At the time, the revelations repeatedly made the front page of the Compass, including a rare Page One editorial in which we called for the en masse resignation of the entire board, and again today, after Premier Alden McLaughlin accused Mr. DaCosta of “very bad conduct.” (Mr. DaCosta, as we also report today, refutes the premier’s allegations.)
Nevertheless, despite the actions of the Liquor Licensing Board and its former chairman, the Legislative Assembly on Friday approved “emergency deeds of indemnity” for members of the Cayman Islands Monetary Authority board of Directors and the Liquor Licensing Boards of Grand Cayman and the Sister Islands.
The move protects individual members of those boards (Mr. DaCosta, by name, was specifically exempted from protection) from being held personally liable for any actions performed in their official capacities – provided the actions were taken in “good faith.”

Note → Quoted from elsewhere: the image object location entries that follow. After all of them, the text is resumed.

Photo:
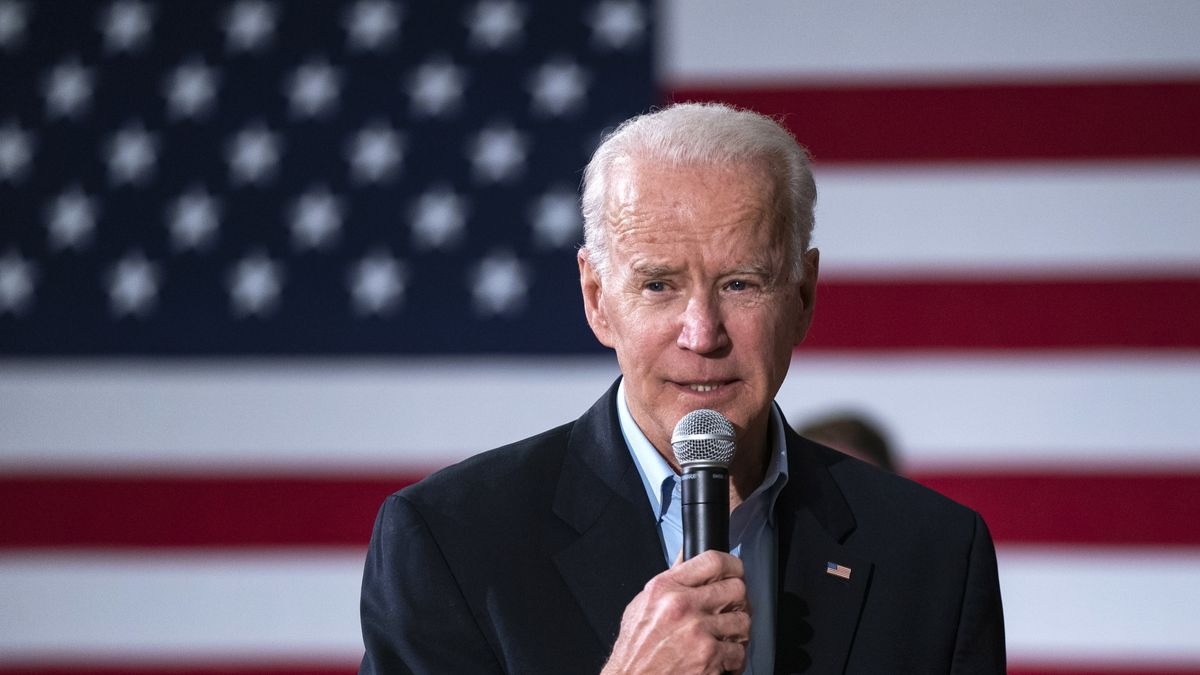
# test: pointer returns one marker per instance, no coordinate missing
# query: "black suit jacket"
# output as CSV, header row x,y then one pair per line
x,y
522,560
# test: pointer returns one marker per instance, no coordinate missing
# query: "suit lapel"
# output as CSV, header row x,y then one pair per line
x,y
819,610
600,495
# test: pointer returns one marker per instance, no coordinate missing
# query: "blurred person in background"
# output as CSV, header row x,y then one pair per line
x,y
853,434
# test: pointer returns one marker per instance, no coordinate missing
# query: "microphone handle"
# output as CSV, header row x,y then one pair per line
x,y
705,503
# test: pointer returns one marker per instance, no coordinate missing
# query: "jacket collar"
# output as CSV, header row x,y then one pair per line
x,y
600,495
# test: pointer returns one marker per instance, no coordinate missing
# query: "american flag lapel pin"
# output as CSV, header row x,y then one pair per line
x,y
838,569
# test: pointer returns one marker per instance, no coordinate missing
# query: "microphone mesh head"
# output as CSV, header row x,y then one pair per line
x,y
703,436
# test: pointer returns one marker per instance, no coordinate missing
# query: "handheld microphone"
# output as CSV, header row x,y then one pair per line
x,y
703,444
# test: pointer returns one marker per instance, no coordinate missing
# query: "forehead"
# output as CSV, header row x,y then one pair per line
x,y
654,203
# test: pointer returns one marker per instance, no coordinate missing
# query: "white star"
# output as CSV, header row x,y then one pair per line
x,y
17,280
255,286
71,220
375,153
617,24
436,88
556,219
191,89
377,284
497,154
558,88
316,219
126,25
495,24
192,219
133,286
132,154
253,155
371,24
250,25
16,151
312,89
499,285
439,219
13,22
67,89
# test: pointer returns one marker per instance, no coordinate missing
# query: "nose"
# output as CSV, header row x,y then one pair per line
x,y
702,329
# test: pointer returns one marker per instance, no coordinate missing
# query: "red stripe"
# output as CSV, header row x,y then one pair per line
x,y
138,511
979,121
1079,507
84,511
1001,315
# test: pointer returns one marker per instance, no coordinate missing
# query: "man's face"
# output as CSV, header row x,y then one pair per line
x,y
699,302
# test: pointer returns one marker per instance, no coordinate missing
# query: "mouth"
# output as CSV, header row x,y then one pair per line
x,y
706,387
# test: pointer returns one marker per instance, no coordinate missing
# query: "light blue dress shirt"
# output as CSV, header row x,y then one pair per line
x,y
753,535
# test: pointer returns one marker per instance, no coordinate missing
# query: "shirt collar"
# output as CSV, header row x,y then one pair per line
x,y
655,471
651,465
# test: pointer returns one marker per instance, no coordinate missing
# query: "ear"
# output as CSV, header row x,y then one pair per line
x,y
593,299
808,293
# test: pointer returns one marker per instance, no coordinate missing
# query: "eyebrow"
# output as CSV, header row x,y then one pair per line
x,y
651,270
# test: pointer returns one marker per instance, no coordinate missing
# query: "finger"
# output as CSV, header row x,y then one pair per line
x,y
731,627
726,595
731,656
706,568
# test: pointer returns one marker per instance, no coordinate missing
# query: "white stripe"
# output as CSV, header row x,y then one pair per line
x,y
1061,605
1101,410
216,607
982,411
1101,607
1043,219
707,40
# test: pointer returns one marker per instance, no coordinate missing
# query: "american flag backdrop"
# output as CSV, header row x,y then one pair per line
x,y
263,263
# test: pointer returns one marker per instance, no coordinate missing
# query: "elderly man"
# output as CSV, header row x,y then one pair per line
x,y
561,553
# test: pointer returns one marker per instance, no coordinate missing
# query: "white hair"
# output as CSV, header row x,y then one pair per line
x,y
703,135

In discussion, Commerce Minister Joey Hew said the Liquor Board debacle had made it “next to impossible” to find replacements for Mr. DaCosta and for the board’s deputy chairman. Premier McLaughlin was quick to point out “bad faith” decisions, such as the apparent fabrication of meeting minutes, would not be covered under the new protections.
Attorney General Sam Bulgin said some CIMA board members were concerned they were not sufficiently protected from being held personally liable for their official actions under previous law.
We acknowledge and appreciate the dilemma: Cayman’s “best and brightest” are unlikely to serve on boards if they put themselves and their families at financial or reputational risk. However, we also have concerns about individuals’ rights to pursue remedies for wrongs done to them by the actions of boards – by one, some or all of its members.
Frankly, we are puzzled by Mr. McLaughlin’s and Mr. Hew’s condemnation of Mr. DaCosta’s actions but exoneration (and indemnification) of the collective Liquor Licensing Board, which either participated in or, at the least, remained silent once alleged wrongdoings became widely known.
The key question cannot be avoided: Should individual board members, who either participate in, or become aware of, misdeeds by their boards enjoy the protection of indemnification?